Bill Wohlforth: Yeah. And I think it's gaining some popularity, at least the overtones of it appear to be gaining some popularity in some American political circles. We're seeing this in areas of a little bit on the Democratic side, but mostly on the Republican side, with respect to the aid packages that we're sending to Ukraine and some sense of a building potential opposition to that. We have, of course, a big intellectual contingent in Washington DC and elsewhere, wants to argue for a grand surge that they call restraint. It's usually a little more restrained than just abrogating all of the alliances. But there are those who think, "Really, we should get out of this business." I think it'd be a huge mistake.

I think the overwhelming intellectual case is really, really strong that these allies are net assets to the United States, even when they're a pain, even when they don't build the kind of militaries they should, even when they exhibit some of the shortcomings in terms of preparation for contingencies, like what we're seeing in Ukraine. You have been quite eloquent on some of the limitations of our European partners. With all of that said, going into a situation, going into a revisionist challenge, going into a problem that you might have with a posse of really, really rich, really, really capable allies is a lot better than going in alone.
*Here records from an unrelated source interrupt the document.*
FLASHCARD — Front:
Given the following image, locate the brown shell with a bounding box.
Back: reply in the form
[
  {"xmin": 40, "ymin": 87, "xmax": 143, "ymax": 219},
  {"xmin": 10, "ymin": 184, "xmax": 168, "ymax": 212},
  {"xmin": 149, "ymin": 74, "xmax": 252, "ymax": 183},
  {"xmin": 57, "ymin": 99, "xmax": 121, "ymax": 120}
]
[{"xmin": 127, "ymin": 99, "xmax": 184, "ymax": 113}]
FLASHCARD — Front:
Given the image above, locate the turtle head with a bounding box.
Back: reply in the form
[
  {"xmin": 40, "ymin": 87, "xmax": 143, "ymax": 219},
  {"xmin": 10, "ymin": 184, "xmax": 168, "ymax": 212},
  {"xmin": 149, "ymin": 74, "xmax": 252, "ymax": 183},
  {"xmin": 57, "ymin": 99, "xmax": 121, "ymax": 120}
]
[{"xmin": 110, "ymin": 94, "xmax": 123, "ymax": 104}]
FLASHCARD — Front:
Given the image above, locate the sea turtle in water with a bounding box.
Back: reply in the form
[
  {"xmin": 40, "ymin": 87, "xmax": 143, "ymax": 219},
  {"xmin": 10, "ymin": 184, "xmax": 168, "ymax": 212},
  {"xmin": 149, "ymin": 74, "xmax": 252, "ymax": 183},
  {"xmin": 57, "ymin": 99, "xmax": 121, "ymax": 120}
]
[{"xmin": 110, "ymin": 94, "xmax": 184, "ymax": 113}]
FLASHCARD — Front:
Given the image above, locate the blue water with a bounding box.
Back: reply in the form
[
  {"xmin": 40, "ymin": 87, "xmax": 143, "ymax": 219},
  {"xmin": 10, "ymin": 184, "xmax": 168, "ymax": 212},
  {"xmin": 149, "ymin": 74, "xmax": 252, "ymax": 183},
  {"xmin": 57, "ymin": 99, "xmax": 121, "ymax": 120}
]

Michael Kofman: That's very well put. All right, Bill, last question. This is going to be very short, and this is a very, very self-interested question from me, you and other colleagues in terms of our own professional job security. Is the field of international security going to survive this current decline in Russian power? Will China be enough, given how central Russia and the Soviet Union, and comparisons of whatever competition or contests we are in to the Soviet Union and to the Cold War and Cold War studies has been in the past? As the case studies of this field has allowed the evidence in this field, since we tend to use history as an empirical basis for a lot of the arguments, are we going to do okay? Is China enough for the field to sustain itself if we see a real decline of Russian power, absence of Russia from the scene, at least for the next decade? This is not a very serious question.

Bill Wohlforth: Well, I got two answers to that. One is history is history. And all the data we use is history. And Russia has done its thing and contributed mightily, often for ill, in terms of the amount of wars that's been involved with to that history. So that's there forever and ever. So you need to know about Russia for that. And then when it comes to whether China's enough, believe me, if you read what is being said in Washington DC about China, in terms of the alarmism, about the challenge that country presents, believe me, it seems to be plenty.

Michael Kofman: All right, let's very fair. On that note, let's continue the conversation another time. Thanks a lot... We've been talking over 50 minutes together... For spending all this time with me today, and I hope those who are listeners of the podcast will tune in for the next episode. Take care, everyone.

Bill Wohlforth: Thanks for your time.